A dataclass to hold a metadata store, and the rank, world_size of the

group. Only use it to communicate metadata between processes. For data-plane communication, create NCCL-related objects.

Summary

Functions

All gather an object from all ranks.

A robust barrier to synchronize all ranks.

Broadcast an object from a source rank to all other ranks.

A replacement for torch.distributed.init_process_group that does not

Expire data that is older than data_expiration_seconds seconds.

Initialize self. See help(type(self)) for accurate signature.

Receive an object from a source rank.

Send an object to a destination rank.

Types

t()

@opaque t()

Functions

all_gather_obj(ref, obj, opts \\ [])

@spec all_gather_obj(SnakeBridge.Ref.t(), term(), keyword()) ::
  {:ok, [term()]} | {:error, Snakepit.Error.t()}

All gather an object from all ranks.

Parameters

  • obj (term())

Returns

  • list(term())

barrier(ref, args, opts \\ [])

@spec barrier(SnakeBridge.Ref.t(), [term()], keyword()) ::
  {:ok, term()} | {:error, Snakepit.Error.t()}

A robust barrier to synchronize all ranks.
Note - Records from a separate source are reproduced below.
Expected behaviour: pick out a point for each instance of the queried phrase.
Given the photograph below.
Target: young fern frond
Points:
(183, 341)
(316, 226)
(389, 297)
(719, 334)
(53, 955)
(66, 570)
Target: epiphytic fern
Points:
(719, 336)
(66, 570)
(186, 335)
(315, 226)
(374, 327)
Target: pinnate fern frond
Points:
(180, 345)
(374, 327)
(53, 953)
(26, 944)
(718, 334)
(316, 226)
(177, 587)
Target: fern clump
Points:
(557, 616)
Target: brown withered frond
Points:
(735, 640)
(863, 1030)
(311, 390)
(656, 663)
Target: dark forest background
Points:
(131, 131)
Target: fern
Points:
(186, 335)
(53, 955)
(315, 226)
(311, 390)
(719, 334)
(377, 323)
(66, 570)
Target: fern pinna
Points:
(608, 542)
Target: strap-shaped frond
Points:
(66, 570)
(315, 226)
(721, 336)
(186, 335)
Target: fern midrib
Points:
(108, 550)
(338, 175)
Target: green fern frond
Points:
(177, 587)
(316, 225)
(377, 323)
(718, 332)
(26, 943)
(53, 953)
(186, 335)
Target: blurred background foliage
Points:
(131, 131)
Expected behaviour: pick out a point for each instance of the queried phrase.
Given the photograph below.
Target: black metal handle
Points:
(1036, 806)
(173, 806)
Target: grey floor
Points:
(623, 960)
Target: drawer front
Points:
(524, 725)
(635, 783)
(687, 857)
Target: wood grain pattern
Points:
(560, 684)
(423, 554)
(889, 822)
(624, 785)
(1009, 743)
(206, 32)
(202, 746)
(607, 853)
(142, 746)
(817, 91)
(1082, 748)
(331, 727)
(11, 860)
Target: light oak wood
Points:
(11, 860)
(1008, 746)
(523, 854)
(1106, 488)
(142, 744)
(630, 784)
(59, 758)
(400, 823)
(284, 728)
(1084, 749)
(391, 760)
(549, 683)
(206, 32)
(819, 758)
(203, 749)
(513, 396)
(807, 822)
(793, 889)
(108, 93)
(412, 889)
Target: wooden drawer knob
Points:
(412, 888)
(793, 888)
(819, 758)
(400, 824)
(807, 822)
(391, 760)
Uses a multi-phase approach to ensure all processes reach the barrier before proceeding:

  1. Each process signals it has reached the barrier

  2. Each process signals that it has confirmed the arrival of all other ranks.

  3. Rank 0 waits for all other ranks to signal their departure to ensure that all ranks have departed the barrier first.

Parameters

  • timeout - Maximum time in seconds to wait for each phase (in seconds)

Raises

Returns

  • term()

broadcast_obj(ref, obj, src, opts \\ [])

@spec broadcast_obj(SnakeBridge.Ref.t(), term(), integer(), keyword()) ::
  {:ok, term()} | {:error, Snakepit.Error.t()}

Broadcast an object from a source rank to all other ranks.

It does not clean up after all ranks have received the object. Use it for limited times, e.g., for initialization.

Parameters

  • obj (term())
  • src (integer())

Returns

  • term()

broadcast_send_counter(ref)

@spec broadcast_send_counter(SnakeBridge.Ref.t()) ::
  {:ok, term()} | {:error, Snakepit.Error.t()}

create(ref, host, port, rank, world_size, args, opts \\ [])

@spec create(
  SnakeBridge.Ref.t(),
  String.t(),
  integer(),
  integer(),
  integer(),
  [term()],
  keyword()
) :: {:ok, term()} | {:error, Snakepit.Error.t()}

A replacement for torch.distributed.init_process_group that does not

pollute the global state.

If we have process A and process B called torch.distributed.init_process_group to form a group, and then we want to form another group with process A, B, C, D, it is not possible in PyTorch, because process A and process B have already formed a group, and process C and process D cannot join that group. This function is a workaround for this issue.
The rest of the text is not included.